Я не прекращаю съемку.
Вижу, это еще не конец.
И действительно… он продолжает.
– Оглядываюсь я, – говорит, – стоит этот мой настоятель. И так у него голова качается, как у китайского болванчика. И он тоже еле сдерживается, чтобы не завыть.
И дети вдруг, вижу, разворачиваются к нему.
На него смотрят, на меня оглядываются… снова на него… на меня…
И вдруг начинают к нему пятиться…
А я молчу. Сказал себе, что буду молчать. И все!.. Пусть сами решают.
И тут вдруг настоятель говорит:
– Дорогие мои дети, как я счастлив, – говорит, – что вы возвращаетесь домой.
Они останавливаются.
Вижу, он еле выговаривает слова…
– Все исчезнет, дети мои, – говорит, – вот увидите! Не будет религий, наций, не будет границ. Ничего... Ничто не будет разъединять нас. Любовь только останется, – говорит.
И вдруг делает к ним шаг, обнимает их… И улыбается! Улыбается!..
– Любовь и есть религия, – говорит. – Возлюбим мы ближнего, как самого себя… не меньше – не больше. Возлюбим!.. Как самого себя!.. Вот тогда и раскроется нам, что есть только Любовь. Что Творец, Он – Любовь, дети мои! Любовь!.. А мы все – семья… Весь мир, дети мои – большая семья!..
И замолкает…
Дети стоят, молчат. Я молчу. Все мы молчим…
– А я к вам обязательно приеду! – говорит он. – Обязательно приеду, а как же!.. Вы только не забывайте нас там, дома.
Потом поворачивается и уходит. Спотыкается у выхода, чуть не падает.
– Так я их и привез сюда, – говорит старик. – Двенадцать мальчиков. Всех мы воспитали в нашем киббуце. Я ими очень гордился.
…Трое погибли в 73-м, в войну Судного Дня. Тяжелая была война. Йоси сгорел в танке на Синае. Арье и Хаим прямым попаданием…
Еще один, Яаков, женился на Хане… Такая была свадьба веселая!.. А через три года… в автобусе в Иерусалиме… это был известный теракт… подорвались.
Настоятель приехать не успел…
После этих слов старик замолчал.
Я понял, что съемка закончена.
…Я уехал из этого дома уже поздним вечером.

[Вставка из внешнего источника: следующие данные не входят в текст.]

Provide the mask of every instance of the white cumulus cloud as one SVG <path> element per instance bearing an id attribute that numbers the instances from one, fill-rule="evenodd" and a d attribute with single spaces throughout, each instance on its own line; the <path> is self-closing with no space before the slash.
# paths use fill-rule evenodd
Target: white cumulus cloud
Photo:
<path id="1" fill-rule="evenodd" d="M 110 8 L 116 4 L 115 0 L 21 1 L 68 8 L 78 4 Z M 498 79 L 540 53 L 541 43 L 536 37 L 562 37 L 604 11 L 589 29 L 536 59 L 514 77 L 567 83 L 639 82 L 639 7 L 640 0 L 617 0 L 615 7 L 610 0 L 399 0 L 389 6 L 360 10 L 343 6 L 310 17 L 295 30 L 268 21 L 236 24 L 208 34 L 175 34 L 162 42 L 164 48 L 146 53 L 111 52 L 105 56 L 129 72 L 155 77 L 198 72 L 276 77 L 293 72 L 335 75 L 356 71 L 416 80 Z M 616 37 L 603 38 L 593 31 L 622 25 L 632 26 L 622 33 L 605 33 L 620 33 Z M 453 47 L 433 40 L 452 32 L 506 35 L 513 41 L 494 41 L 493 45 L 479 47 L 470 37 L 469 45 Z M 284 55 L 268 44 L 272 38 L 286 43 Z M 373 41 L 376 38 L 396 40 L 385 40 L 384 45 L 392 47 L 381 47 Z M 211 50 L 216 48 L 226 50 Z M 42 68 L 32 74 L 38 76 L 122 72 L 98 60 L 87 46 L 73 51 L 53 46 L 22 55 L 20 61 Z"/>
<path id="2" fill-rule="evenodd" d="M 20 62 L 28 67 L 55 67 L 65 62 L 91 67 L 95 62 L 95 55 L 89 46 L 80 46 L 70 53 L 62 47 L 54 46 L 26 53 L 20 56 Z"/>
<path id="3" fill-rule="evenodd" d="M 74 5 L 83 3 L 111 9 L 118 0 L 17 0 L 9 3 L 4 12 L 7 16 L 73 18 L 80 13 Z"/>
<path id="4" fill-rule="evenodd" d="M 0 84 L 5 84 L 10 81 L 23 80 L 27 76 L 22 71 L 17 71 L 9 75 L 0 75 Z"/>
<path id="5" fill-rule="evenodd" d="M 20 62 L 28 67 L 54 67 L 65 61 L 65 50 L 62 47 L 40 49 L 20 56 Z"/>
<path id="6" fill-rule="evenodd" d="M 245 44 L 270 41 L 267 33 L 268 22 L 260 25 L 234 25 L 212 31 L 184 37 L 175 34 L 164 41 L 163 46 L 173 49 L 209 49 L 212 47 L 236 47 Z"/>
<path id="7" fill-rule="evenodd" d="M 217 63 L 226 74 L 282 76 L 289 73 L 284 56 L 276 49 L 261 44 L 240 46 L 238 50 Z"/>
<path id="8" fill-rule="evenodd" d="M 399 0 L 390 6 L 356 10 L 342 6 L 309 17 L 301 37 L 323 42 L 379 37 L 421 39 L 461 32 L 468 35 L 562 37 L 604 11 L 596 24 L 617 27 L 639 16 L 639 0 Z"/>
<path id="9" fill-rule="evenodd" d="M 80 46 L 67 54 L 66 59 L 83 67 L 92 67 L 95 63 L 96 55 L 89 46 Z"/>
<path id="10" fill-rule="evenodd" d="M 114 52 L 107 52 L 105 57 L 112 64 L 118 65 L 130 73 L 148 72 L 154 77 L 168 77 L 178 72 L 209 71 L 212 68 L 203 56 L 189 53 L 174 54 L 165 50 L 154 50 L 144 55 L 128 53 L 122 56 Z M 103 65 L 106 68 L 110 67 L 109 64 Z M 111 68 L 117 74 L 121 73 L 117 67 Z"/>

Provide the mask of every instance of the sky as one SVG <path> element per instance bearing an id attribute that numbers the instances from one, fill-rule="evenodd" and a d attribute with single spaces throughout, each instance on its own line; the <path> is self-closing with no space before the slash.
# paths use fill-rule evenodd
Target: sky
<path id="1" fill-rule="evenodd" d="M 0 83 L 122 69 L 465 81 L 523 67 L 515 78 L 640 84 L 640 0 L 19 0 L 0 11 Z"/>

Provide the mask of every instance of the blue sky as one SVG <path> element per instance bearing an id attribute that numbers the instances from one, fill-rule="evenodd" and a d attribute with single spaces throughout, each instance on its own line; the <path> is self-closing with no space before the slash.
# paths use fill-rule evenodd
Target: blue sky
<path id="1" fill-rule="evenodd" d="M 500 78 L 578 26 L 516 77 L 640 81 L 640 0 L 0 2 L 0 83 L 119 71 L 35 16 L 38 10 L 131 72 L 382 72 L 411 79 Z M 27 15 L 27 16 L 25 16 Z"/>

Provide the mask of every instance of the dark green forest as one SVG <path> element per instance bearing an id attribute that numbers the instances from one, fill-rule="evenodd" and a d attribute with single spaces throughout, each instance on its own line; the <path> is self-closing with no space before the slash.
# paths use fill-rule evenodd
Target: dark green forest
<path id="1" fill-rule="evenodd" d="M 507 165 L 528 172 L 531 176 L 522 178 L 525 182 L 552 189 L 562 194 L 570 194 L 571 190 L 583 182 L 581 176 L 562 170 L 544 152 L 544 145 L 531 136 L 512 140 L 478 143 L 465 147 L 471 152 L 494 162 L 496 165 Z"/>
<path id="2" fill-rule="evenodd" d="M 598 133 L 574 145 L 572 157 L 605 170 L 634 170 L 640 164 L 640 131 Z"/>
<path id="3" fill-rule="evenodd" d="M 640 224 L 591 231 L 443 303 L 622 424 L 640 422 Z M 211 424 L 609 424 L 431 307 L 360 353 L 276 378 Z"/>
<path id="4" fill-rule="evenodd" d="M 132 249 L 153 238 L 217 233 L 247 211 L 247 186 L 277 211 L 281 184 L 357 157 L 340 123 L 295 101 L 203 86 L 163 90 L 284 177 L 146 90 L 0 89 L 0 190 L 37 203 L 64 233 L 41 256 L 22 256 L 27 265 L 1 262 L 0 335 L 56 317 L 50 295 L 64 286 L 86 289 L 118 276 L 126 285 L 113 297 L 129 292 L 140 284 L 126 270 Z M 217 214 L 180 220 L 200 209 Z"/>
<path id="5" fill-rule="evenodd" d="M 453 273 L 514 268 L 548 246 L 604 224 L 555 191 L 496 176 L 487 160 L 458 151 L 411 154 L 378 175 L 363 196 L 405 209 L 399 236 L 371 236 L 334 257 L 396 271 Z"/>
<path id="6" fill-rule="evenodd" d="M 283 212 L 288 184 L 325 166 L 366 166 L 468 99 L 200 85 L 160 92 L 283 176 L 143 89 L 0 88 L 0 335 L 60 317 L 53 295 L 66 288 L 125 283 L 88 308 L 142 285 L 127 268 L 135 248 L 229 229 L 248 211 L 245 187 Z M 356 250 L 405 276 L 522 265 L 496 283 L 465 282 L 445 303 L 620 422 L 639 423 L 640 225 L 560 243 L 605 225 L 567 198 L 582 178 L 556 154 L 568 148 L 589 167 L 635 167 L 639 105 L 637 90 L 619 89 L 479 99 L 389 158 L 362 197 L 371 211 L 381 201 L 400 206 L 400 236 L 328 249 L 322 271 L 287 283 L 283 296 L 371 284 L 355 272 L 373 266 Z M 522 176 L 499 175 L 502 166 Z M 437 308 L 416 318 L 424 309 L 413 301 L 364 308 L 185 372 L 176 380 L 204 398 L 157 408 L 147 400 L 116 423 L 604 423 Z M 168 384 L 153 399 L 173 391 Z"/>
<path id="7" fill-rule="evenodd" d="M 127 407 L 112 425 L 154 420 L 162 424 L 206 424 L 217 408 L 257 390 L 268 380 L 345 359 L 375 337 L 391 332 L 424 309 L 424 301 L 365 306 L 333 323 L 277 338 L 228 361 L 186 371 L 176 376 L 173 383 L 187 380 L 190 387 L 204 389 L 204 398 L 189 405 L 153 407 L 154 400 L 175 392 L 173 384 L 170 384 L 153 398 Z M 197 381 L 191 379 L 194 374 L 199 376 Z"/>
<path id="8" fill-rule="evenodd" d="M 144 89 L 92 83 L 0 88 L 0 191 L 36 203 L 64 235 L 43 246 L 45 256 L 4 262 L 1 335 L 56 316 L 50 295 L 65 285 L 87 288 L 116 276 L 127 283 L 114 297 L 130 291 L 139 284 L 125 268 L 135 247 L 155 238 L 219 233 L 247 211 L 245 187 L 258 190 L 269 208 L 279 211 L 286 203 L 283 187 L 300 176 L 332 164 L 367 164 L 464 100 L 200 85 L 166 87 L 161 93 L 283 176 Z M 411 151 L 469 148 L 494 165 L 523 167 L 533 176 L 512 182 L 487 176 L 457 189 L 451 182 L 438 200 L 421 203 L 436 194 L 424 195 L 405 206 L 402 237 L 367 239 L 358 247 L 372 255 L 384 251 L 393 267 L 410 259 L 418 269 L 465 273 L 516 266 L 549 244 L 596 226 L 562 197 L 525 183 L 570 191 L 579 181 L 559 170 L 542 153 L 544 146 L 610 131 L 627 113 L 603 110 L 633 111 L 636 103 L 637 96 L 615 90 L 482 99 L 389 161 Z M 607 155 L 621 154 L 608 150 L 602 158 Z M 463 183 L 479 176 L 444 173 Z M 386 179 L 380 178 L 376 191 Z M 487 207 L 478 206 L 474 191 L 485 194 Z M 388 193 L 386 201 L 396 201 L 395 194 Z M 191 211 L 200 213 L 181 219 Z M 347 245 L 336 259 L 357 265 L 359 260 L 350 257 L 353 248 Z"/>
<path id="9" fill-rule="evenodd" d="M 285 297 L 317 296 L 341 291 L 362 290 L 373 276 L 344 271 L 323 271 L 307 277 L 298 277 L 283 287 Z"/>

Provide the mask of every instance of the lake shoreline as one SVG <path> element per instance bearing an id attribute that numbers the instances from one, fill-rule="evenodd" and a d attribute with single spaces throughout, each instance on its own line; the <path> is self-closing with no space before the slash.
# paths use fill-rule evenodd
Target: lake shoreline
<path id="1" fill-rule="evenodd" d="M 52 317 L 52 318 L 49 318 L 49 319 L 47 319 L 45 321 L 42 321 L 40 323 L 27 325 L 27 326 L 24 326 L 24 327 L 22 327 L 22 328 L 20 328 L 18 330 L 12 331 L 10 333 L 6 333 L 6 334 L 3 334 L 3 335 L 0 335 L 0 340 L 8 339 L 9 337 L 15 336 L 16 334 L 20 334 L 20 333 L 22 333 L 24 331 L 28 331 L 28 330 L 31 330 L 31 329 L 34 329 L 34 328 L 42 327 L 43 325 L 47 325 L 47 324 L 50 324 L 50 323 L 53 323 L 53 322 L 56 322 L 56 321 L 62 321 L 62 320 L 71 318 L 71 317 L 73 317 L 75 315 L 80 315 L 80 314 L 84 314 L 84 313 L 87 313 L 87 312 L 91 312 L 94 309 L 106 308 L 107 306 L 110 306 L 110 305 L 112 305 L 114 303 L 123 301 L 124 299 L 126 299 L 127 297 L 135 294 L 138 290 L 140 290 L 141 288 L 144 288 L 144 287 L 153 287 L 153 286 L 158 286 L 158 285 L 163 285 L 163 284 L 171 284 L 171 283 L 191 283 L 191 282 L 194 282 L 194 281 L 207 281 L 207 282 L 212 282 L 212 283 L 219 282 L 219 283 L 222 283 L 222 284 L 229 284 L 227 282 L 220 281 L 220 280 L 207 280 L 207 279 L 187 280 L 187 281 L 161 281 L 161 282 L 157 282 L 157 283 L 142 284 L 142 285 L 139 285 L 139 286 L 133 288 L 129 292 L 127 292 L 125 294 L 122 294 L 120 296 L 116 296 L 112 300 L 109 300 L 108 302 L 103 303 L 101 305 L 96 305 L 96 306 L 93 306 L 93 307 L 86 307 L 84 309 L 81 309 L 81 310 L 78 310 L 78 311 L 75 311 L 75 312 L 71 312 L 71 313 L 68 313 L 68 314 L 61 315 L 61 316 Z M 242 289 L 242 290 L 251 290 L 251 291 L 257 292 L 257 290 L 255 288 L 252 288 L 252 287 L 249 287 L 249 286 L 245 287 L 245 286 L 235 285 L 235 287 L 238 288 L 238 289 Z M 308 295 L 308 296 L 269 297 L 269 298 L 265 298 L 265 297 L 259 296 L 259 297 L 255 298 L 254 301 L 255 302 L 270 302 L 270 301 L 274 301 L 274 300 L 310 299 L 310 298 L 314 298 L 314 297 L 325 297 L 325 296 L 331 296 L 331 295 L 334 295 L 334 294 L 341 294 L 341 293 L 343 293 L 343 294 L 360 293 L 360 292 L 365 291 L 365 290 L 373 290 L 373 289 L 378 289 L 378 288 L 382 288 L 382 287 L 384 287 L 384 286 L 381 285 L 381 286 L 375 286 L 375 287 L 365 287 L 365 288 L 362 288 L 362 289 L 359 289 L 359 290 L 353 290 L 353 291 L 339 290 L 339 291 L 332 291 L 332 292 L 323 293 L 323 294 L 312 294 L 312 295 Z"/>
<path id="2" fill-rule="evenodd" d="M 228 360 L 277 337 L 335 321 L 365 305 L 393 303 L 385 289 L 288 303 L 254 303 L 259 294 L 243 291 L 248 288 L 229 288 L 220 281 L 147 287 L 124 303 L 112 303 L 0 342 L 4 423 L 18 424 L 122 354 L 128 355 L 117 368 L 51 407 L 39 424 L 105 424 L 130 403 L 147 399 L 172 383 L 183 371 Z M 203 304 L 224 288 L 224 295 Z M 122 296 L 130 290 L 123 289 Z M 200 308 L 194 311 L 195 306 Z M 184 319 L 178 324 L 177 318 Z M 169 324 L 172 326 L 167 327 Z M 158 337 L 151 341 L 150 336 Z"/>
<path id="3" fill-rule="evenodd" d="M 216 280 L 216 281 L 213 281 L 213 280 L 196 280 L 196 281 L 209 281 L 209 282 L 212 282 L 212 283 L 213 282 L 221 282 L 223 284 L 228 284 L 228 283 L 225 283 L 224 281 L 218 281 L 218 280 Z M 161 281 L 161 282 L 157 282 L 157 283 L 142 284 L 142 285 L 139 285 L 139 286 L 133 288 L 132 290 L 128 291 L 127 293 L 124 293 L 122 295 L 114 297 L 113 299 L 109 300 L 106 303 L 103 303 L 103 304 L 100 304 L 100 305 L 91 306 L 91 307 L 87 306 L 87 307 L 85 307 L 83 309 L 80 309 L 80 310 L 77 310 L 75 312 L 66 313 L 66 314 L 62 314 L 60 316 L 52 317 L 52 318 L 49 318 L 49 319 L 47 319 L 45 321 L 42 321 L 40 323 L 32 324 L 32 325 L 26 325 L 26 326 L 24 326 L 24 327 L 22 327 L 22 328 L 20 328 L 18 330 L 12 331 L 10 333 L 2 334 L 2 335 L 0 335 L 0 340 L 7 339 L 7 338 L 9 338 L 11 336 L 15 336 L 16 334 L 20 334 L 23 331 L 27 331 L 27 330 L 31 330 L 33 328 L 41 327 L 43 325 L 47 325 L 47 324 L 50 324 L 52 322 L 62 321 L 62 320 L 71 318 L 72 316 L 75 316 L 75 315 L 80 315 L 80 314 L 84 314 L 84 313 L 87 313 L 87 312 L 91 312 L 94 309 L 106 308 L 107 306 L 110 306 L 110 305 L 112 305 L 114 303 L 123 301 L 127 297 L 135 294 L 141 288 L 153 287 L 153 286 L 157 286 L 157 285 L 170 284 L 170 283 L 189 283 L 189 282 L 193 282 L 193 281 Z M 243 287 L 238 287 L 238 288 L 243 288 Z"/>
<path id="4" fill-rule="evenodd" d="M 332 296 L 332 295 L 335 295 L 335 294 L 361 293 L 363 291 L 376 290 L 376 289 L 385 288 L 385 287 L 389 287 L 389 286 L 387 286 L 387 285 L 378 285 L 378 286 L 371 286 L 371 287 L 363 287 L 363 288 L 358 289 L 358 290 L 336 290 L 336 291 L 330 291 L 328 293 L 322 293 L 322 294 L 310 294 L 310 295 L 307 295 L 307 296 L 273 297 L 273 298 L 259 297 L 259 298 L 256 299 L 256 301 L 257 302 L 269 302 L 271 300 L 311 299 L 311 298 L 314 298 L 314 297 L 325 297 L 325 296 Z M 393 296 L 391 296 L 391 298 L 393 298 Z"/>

Сын-повар приготовил такой ужин, какого я в жизни не ел.
Я обещал, что смонтирую очерк и привезу им.
Назавтра была срочная работа, я завершал свое пребывание на телевидении.
Они выжимали из меня последние соки.
Через неделю я решил просмотреть материал.
Вытащил кассету…
Пусто…
Испугался. Стал вертеть туда – сюда, проверил, где только можно, даже поехал к своим ребятам-операторам…
Подумал, может, у меня что-то с головой.
Одни мне сказали, что забыл включить на запись.
Другие, что, может быть, кассету заклинило.
Третьи, что эту камеру «JVC» надо выкинуть…
В общем, не снялось ничего…
Вечером позвонил повару. Долго готовился к разговору.
Он выслушал меня. Потом сказал:
– Знаете, я Вам очень благодарен.
Вот тебе раз! – думаю.
А он говорит:
– За то, что остались, выслушали его, – а потом вдруг говорит, – отец мой сейчас в больнице, похоже, что осталось ему несколько дней жизни. Но он лежит тихий, как ребенок, не стонет, не кричит, улыбается.
***
Прошло много лет с тех пор. Честно говоря, потом я слышал много подобных историй о том, как дети вспоминали молитву.
Истории были похожи до мельчайших деталей.
Я даже подумал грешным делом, что старик все это придумал…
Но не давал мне покоя настоятель того монастыря.
– Идеалист, утопист, фантаст, – думал я о нем. – Куда там этому миру до любви!.. А тем более до одной семьи.
Не отпускали меня его слова.
Пока я не нашел доказательства, что так все и будет.
Что «Шма Исраэль», Слушай Израиль, - это слушайте те, в ком просыпается искра Любви. И не важно, какой вы нации, цвета кожи, где живете, что делаете. Важно, что жила в вас тоска по Единой Душе, по Любви, которая и есть Творец. И вы вскидываете головы, как эти детки в истории, отрываетесь от всех своих дел, какие тут могут быть дела?! И идете навстречу Единству, не можете не идти, потому что ждали этого всю жизнь.